Bald eagles love dead trees, according to Umbagog Wildlife Refuge Manager Paul Casey, not because they’re dead but because they afford a 360 degree view with which to track both predator and prey.  One certainly doesn’t think of the majestic bald eagle as having any predators, but on Umbagog at least gulls and crows will harass them, especially immature eagles, sometimes attacking in mid-flight.  Likewise, one wouldn’t think the majestic bald eagle would need to feed on carrion like a vulture, but they do, although the majority of their diet is fish that they hunt (Mr. Casey noted that just as gulls and crows harass the eagles, so too do the eagles harass osprey, sometimes stealing their catch).

A bald eagle and a merganser family - just another day on the water at Umbagog Lake State Park.

After several dozen photos (hopefully one would turn out!) we continued down stream.  We immediately came upon a mother loon fishing for and subsequently feeding her brown, furry chick.  We were fortunate to see this small survivor, as only three loon nests on Umbagog produced chicks this year - the unusually heavy rains this spring and summer flooded out most of them.  As a result the lake can no longer boast of the largest loon population in New Hampshire.

Paddling further along there were marshes to the left and marshes to the right, teeming with flora and fauna.  We saw herons eyeing us warily and then flying off.  We glimpsed a young moose crashing back into the woods as we drew close.  We watched water lilies effortlessly rising and falling with the waves.  And we saw another bald eagle, perhaps the same one, soaring on the winds over head, and then yet another perched in yet another dead tree.  Despite the occasional motor boat disturbing the peace (most of which were with the Wildlife Refuge or the State Park), this truly was a wild place.

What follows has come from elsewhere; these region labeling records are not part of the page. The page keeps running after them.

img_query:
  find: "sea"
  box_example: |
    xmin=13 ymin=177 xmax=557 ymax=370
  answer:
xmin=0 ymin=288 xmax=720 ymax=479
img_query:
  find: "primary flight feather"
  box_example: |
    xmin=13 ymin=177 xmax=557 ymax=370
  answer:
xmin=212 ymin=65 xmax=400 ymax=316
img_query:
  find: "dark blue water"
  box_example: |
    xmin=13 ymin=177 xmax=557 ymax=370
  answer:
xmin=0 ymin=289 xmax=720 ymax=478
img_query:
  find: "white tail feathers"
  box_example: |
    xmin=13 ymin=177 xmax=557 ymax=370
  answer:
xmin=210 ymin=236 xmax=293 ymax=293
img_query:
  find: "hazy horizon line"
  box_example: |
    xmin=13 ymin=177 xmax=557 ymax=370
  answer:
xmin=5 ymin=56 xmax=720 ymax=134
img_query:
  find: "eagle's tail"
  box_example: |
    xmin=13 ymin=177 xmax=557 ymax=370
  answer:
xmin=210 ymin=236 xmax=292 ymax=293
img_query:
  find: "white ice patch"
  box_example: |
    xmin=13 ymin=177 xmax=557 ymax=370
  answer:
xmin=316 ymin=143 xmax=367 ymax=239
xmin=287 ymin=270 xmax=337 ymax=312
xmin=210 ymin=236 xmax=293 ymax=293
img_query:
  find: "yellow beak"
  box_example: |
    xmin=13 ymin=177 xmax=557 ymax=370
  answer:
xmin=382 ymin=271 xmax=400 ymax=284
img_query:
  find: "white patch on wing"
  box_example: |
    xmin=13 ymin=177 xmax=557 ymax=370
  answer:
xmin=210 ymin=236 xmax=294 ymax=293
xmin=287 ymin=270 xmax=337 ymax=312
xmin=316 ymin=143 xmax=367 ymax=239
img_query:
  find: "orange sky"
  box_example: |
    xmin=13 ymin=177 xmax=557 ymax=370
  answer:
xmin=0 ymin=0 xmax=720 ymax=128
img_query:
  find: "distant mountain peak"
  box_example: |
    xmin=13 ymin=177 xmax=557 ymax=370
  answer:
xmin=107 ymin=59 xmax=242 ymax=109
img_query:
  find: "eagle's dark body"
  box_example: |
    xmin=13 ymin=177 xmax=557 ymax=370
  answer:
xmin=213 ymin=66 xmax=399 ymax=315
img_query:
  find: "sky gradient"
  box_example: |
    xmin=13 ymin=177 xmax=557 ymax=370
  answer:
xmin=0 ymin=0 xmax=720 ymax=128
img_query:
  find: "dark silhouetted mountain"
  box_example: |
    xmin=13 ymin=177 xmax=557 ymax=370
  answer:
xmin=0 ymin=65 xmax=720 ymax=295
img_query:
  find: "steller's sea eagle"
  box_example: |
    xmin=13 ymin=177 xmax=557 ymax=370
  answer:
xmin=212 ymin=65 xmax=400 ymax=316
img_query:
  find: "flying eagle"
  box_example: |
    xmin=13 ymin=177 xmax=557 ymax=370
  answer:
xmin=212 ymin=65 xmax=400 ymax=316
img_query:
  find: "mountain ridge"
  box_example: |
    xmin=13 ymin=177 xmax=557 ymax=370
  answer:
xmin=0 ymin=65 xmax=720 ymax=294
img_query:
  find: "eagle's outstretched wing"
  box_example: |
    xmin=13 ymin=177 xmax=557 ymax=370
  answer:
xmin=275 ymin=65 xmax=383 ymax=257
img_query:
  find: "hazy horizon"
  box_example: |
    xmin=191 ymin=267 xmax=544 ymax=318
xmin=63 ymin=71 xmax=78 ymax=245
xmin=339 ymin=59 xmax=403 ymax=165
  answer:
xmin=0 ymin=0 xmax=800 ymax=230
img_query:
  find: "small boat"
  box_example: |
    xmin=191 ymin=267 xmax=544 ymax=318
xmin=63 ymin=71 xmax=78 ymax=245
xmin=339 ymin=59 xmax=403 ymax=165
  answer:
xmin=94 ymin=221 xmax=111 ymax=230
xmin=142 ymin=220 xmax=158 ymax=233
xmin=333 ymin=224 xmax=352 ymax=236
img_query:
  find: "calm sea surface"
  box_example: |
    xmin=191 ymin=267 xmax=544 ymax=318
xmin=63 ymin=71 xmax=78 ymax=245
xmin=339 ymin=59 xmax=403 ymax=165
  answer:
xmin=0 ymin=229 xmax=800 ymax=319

And so after several hours of prime wildlife watching, we started the long canoe back to our campsite.  The wind picked up in our face like the day before, and although the rowing was hard at times the journey was quite manageable.  Even though this was far and away the farthest my wife and I had canoed in one day – well over ten miles - we weren’t that tired upon our return to R4.  Sun-burnt perhaps, but not sore like I expected to be.  I guess we had the “shallow water” to thank for that, and for one of the most enjoyable canoes we’ve experienced.  And as if to punctuate our day, that evening we had front-row seats as an osprey swooped down and plunked a fish right out of the water off our campsite.